Михаил отрицательно покачал головой:

– Не моё, конечно, дело, но всё же не боитесь спиться, Олег Леонидович?

Сперанский опрокинул в себя рюмку коньяка и изобразил на лице выражение полного блаженства:

– Я уже… как говорится, спился… не вижу в этом ничего плохого… Мне это нравится…

– С работы выгонят! – бросил Исайчев.

– Меня? – искренне удивился Сперанский. – Кто в нашем городишке рассчитает кредитные риски лучше чем я. Меня в Москву умоляют… но я не умаляюсь… Итак, по поводу фамилии. На черта мне фамилия какого-то дядьки? Хочу свою. Я Олег Егорович Елистратов.

– Леонид Михайлович по документам ваш отец. Он вас воспитывал…

– Бросьте… – оборвал Сперанский. – Воспитывал – это как? По документам? Воспитывают любовью, ненавистью, палкой, пряником… Равнодушием воспитать никого нельзя. Не было у меня никогда ни воспитателя, ни отца…

– Как вы узнали об этом?

– Мать по злобе сказала…

– ?

– Она позвала нас с Верой на совет. Повестка дня: как жить дальше? От подполковничьей пенсии матери будут выплачивать только одну треть. Бизнесок побрякушечный, кстати, убыточный – придётся прикрыть. Это Сперанский мог себе позволить тешить Шахерезаду, я позволить не могу. Возить её к месту работы некому. Я предложил вскрыть коробочку с надписью «Домик в Дивноморске», сделать вклад в банк и жить на проценты. По моим прикидкам там хоро-о-шие денежки получаются… Мать против. Тут я, наконец, набрался храбрости, взбрыкнул, так сказать, заявил, что больше она от меня ни копейки не дождётся, – Сперанский передёрнул плечами, стряхивая с себя прошлый страх. Потянулся к бутылке. Михаил резким движением схватил его рюмку, но Олег Леонидович жёлчно улыбнулся и отпил прямо из бутылки.

– Не волнуйтесь, Михал Юрьевич, до вашего ухода я продержусь…

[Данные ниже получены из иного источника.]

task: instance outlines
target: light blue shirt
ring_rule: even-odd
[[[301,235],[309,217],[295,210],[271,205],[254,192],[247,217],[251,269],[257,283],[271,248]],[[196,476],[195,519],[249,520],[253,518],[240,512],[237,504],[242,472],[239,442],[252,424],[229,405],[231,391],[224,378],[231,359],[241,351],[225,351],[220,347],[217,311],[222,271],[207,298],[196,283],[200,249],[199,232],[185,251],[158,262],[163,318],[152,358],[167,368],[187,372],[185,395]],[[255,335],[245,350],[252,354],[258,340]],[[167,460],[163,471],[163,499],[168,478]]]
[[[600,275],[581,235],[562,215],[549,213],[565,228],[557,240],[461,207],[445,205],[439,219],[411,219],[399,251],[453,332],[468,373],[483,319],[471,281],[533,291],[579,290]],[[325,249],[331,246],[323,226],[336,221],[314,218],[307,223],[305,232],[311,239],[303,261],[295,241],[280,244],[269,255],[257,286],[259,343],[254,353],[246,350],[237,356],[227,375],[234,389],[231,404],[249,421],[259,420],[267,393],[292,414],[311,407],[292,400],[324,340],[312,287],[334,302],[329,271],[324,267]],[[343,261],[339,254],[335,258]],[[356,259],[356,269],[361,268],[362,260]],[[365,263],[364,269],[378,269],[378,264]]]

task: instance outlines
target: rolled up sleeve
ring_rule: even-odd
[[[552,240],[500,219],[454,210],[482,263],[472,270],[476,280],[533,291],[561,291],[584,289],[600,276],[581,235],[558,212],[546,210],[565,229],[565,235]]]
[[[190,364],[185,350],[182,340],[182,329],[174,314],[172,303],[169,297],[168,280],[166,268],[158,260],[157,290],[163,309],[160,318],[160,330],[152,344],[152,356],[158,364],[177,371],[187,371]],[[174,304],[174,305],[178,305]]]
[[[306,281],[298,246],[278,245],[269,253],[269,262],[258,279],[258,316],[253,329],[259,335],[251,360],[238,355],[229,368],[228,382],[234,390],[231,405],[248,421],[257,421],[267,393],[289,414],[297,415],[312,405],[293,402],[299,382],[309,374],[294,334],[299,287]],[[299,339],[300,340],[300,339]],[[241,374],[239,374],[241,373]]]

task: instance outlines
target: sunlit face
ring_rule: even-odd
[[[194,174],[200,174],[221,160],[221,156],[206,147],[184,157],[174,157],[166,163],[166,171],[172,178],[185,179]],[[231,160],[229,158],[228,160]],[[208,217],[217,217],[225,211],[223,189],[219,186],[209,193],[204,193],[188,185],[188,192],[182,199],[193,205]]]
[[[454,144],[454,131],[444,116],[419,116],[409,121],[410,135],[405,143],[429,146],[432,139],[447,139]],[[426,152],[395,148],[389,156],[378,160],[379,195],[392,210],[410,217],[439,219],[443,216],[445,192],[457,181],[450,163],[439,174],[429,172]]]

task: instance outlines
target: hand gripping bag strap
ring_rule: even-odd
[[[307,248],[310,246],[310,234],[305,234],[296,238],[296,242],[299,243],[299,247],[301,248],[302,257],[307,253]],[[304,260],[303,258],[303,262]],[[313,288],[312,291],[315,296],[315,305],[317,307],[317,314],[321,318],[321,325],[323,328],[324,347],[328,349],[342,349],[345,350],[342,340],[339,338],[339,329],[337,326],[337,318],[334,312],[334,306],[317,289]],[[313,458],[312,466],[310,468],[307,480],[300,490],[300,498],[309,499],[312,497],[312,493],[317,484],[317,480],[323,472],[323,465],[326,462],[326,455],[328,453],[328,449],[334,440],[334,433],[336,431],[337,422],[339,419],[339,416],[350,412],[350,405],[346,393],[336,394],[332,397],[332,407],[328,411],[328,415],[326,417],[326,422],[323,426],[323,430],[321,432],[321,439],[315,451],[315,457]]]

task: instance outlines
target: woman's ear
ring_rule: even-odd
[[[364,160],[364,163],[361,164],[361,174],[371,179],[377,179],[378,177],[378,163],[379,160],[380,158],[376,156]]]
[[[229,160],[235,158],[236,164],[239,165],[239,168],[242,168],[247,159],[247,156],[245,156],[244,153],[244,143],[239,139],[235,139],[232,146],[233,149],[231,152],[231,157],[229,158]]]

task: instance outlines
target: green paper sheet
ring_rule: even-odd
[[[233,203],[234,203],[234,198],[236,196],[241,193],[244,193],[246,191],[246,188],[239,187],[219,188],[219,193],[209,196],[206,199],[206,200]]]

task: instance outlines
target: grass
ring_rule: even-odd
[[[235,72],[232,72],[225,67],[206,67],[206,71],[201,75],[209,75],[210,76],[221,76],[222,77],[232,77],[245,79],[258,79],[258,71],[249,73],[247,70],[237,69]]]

– Продолжайте, Сперанский!

– Мать боюсь всю жизнь… Когда я, наконец, высказался, она аж затряслась, взъярилась и вынула из ящика фотографию, бросила её мне со словами: «…те деньги, которые ты давал на домик вовсе не на домик были, а плата за любовь и ласку Леониду Михайловичу, потому что Сперанский вовсе не обязан был…» Врёт, конечно, о любви и ласке. Не тратил он эти деньги – копил! Коробочка тяжёлая была, там копеечки позвякивали. Мать у нас ещё та актриса, говорит, что это не деньги шелестят, а кости её в гробу. То бишь теперь это – не домик в Дивноморске, а её гробовые… Дальше ещё хлеще. Заявила, что я просто обязан в память о нём взять опеку над его старой матерью. Ну это уже ни в какие ворота… Зачем это? По мне так она, как обычно, Ольге хочет гнусность какую-нибудь устроить. Ну не может угомониться… Сперанский, гадёныш, о бабушке нашей последние два года не вспоминал… Я, правда, тоже гадёныш, старушку почти не навещаю – матери боюсь.… Она всегда против посещения мной и Верой дома Оли. Так что, верно – гадёныш и трус… Хотя? – Олег Леонидович прищурил глаза, – какая она мне бабушка?

– Олег Леонидович, вы бабушку-то… – не выдержал Исайчев, – она вас чем обидела? Она вас любит…

– Да, да, да любит, – спохватился младший Сперанский. – Вернее, любила. Сейчас она, вероятно, уже не понимает, что такое любовь. А раньше мировая бабка была. Пирожки нам передавала. Я с клубникой люблю. Всё лето у неё на даче крутился. Но если глубоко копнуть, она мне с Веруськой получается никто. С какой стати я над ней опеку должен брать? Нет! Надо срочно фамилию менять, срочно!

– Выходит, наследство Сперанского раз он вам никто получать не будете? – Исайчеву захотелось уколоть собеседника, задеть его…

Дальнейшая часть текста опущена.